Пришел ли он в мир, чтобы создать нечто новое? Барон Гро назвал его живопись «обносками Рубенса», но он произнес это как будто смущаясь, потому что чувствовал повадку титана, если и было здесь что-либо по-настоящему новое, так этот титанический дух; да и он, разумеется, не был окончательно нов, потому что титаны почти всегда друг на друга похожи — жестом, ритмом, дыханием, этой неукротимой и для других иногда утомительной мощью.

Нашлись журналисты, которые после появления «Ладьи Данте» прямо обвинили Эжена в плагиате у Рубенса.
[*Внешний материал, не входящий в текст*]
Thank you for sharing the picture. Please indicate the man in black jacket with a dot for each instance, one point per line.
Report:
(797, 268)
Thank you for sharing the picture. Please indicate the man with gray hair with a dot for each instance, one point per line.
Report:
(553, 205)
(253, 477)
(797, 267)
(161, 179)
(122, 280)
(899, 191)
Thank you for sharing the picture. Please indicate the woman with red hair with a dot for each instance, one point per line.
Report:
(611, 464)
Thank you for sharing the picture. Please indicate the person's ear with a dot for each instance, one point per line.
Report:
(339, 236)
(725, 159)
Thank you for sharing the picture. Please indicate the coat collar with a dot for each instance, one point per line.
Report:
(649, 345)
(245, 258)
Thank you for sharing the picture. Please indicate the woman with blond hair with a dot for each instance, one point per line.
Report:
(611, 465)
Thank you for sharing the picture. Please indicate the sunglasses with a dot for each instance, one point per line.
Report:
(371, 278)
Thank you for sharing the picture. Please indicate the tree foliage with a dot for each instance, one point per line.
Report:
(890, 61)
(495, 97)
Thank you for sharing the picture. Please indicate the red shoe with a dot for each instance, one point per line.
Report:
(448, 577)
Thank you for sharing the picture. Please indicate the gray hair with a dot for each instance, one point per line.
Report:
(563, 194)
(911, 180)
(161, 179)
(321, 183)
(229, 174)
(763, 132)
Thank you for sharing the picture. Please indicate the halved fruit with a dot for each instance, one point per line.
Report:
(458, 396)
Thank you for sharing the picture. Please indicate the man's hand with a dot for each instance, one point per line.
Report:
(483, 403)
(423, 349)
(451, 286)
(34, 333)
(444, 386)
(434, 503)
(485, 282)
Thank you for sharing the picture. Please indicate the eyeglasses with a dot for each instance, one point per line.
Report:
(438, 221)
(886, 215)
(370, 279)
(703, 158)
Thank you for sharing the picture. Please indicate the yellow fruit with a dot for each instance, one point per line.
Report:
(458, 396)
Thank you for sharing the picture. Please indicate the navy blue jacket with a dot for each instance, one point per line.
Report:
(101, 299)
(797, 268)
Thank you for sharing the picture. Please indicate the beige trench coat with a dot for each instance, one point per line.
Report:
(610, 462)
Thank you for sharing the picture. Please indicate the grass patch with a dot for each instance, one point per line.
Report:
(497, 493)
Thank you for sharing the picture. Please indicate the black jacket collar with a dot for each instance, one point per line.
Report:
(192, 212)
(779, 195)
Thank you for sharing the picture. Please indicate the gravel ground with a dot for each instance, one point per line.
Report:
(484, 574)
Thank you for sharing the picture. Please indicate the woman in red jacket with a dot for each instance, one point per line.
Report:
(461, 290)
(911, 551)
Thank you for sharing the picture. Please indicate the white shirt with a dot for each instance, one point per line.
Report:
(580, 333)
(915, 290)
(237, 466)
Что ж, они были правы по-своему. Только гениальность не боится заимствований — она черпает всюду, она хватает, присваивает, выдает за свое, она возникает на, казалось, безнадежно отработанной почве.

Петер-Пауль во фраке и в панталонах со штрипками, Петер-Пауль, запутавшийся в уличной спешке, в неразберихе векселей и процентов, во взаимоотношениях с родственниками, в административных интригах, уже уставший от необходимости быть всегда начеку;

«Каким слабым, уязвимым, открытым со всех сторон для нападения чувствую я себя, находясь среди всех этих людей, которые не скажут ни одного случайного слова и всегда готовы осуществить сказанное на деле!.. Ведь и меня часто принимали за твердого человека! Маска это все. Надо сознаться, я их боюсь, а есть ли что-либо более угнетающее, чем страх?»

Осенью 1823 года, наконец, состоялся процесс, которого мсье Вернинак не дождался. Буакский лес был продан его прежним владельцам, и вырученной суммы не хватило на то, чтобы расплатиться с кредиторами. После раздела имущества между наследниками мадам Делакруа, имущества, которого оказалось так мало, что почти нечего было делить, Эжену достались два старинных сервиза; фарфоровый — Севр — и серебряный. Не мешало еще унаследовать хотя бы буфет, чтобы поставить на виду эти реликвии. Увы!

Он мог надеяться теперь только на живопись Жизнь становилась абсолютно серьезной, и чудовищным образом, постоянно, напоминала о себе смерть.